Many think that the Presidency is an unnecessary burden, it makes it more difficult to ensure continuity and it would be much better for the EU to get rid of this institution. What do you think?
This has been the subject of serious debate. I myself have witnessed one during the expert level discussions of the EU Constitutional Treaty. At that time doubts were raised concerning the sense of rotation, as opposed to the continuity of Council operations given higher priority. The Lisbon Treaty incorporated the elements of continuity in the system, but rotation was retained a part of the Council mechanism and rightly so. The essence of rotation is that it captures versatility and togetherness at the institutional level. However rational it might seem, the leadership of the Union may not be the prerogative of a narrow elite, as that would contradict the essence: Member States need to take on an „ownership view”, they need to integrate it into their attitudes and the presidency is a vehicle for promoting that. It is important for each Member State to learn the intricacies of presidency operations; they need empathy to be able to cooperate with subsequent presidencies for the benefit of mutually acceptable compromises.

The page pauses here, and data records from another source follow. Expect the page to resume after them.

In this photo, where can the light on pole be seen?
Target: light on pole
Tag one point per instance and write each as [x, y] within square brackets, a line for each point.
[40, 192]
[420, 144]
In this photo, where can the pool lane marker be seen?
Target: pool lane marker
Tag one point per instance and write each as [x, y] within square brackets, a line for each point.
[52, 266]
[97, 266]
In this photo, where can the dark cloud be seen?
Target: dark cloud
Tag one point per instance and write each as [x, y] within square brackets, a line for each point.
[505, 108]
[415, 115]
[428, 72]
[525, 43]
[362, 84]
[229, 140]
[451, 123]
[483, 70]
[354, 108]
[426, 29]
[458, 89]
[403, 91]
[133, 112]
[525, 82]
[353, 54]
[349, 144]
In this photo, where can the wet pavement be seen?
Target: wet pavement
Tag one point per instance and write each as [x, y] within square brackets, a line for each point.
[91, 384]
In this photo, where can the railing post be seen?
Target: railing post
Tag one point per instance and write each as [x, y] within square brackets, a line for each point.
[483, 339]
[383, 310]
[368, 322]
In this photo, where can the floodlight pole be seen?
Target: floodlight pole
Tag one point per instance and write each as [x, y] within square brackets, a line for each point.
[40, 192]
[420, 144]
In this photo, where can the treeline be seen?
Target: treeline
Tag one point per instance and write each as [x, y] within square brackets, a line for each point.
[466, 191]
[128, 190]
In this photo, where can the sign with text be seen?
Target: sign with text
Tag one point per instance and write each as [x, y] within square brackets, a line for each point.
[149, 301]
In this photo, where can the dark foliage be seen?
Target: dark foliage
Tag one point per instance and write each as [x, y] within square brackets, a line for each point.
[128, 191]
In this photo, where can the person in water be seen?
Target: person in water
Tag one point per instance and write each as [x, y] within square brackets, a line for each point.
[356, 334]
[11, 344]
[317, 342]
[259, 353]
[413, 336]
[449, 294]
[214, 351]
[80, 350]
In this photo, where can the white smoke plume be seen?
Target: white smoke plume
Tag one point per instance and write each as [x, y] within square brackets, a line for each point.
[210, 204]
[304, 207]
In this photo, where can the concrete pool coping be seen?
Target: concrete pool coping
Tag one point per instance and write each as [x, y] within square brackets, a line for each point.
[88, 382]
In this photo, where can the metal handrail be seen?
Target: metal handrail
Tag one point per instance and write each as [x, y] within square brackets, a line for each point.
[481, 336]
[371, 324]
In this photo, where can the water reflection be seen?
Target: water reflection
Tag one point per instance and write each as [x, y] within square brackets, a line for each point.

It is very important to acquire this knowledge. I dare say it is a cultural asset that will bring a return after our mandate ends. The presidency helps us develop and fortify the mentality that someone needs for keeping the EU united for the benefit of public. If every member state accepted the premise that they should only press to assert their own position, the EU environment would become impossible to manage. Every member needs to represent its own national interest while ensuring that it is compatible with the harmonisation of interests across Europe; that is because what the axiom says is true: no Member State can benefit of something that harms the Union as a whole. Indeed, rotation is tiresome, time consuming and costly, but a completely Brussels-based system of decision making would be riskier.
When preparing for it’s first-ever presidency, a Member State tries to learn from the best practices of other countries, and I am sure Hungary did so too. Is there any innovation that Hungary will try to implement for the first time in organising the presidency?

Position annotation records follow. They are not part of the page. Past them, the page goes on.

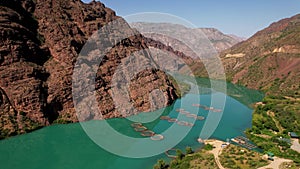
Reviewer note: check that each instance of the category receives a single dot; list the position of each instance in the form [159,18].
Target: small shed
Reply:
[293,135]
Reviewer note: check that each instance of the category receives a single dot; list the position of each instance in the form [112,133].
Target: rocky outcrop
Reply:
[39,44]
[217,39]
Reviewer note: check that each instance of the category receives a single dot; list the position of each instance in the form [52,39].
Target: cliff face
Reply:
[39,43]
[217,39]
[269,60]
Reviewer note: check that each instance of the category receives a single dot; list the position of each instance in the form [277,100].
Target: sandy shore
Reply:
[216,151]
[276,163]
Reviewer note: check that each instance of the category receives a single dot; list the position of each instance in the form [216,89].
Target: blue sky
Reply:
[239,17]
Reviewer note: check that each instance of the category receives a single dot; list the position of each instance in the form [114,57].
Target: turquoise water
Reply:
[69,147]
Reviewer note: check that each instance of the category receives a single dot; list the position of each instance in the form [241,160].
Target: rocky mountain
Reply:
[269,60]
[217,39]
[39,43]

Each presidency has a novel aspect of some kind. The EU is confronted with new situations every six months, and there are no set recipes or elaborate models to manage them. For instance, the Hungarian Presidency will have to conduct the first European semester, which is a completely unprecedented exercise in the history of European integration. Obviously, one has to be imaginative, but fantasy cannot transgress the borders set with great austerity and precision in the treaty; and in the rules of procedure. Within those constraints our wish is to be free to fly in many directions, and we will use this opportunity during the preparatory period and the weeks that follow.
What I have in mind is not wanton brainstorming; instead, I think we will have to run the EU for its own good. Because what is good for the Union will also be good for us. I am confident that we will be able to use un-tried solutions in a few novel areas while observing the constraints I mentioned. We will not do so because Hungary has the Presidency now, but because this job of new quality dimensions needs to be solved during our term of presidency.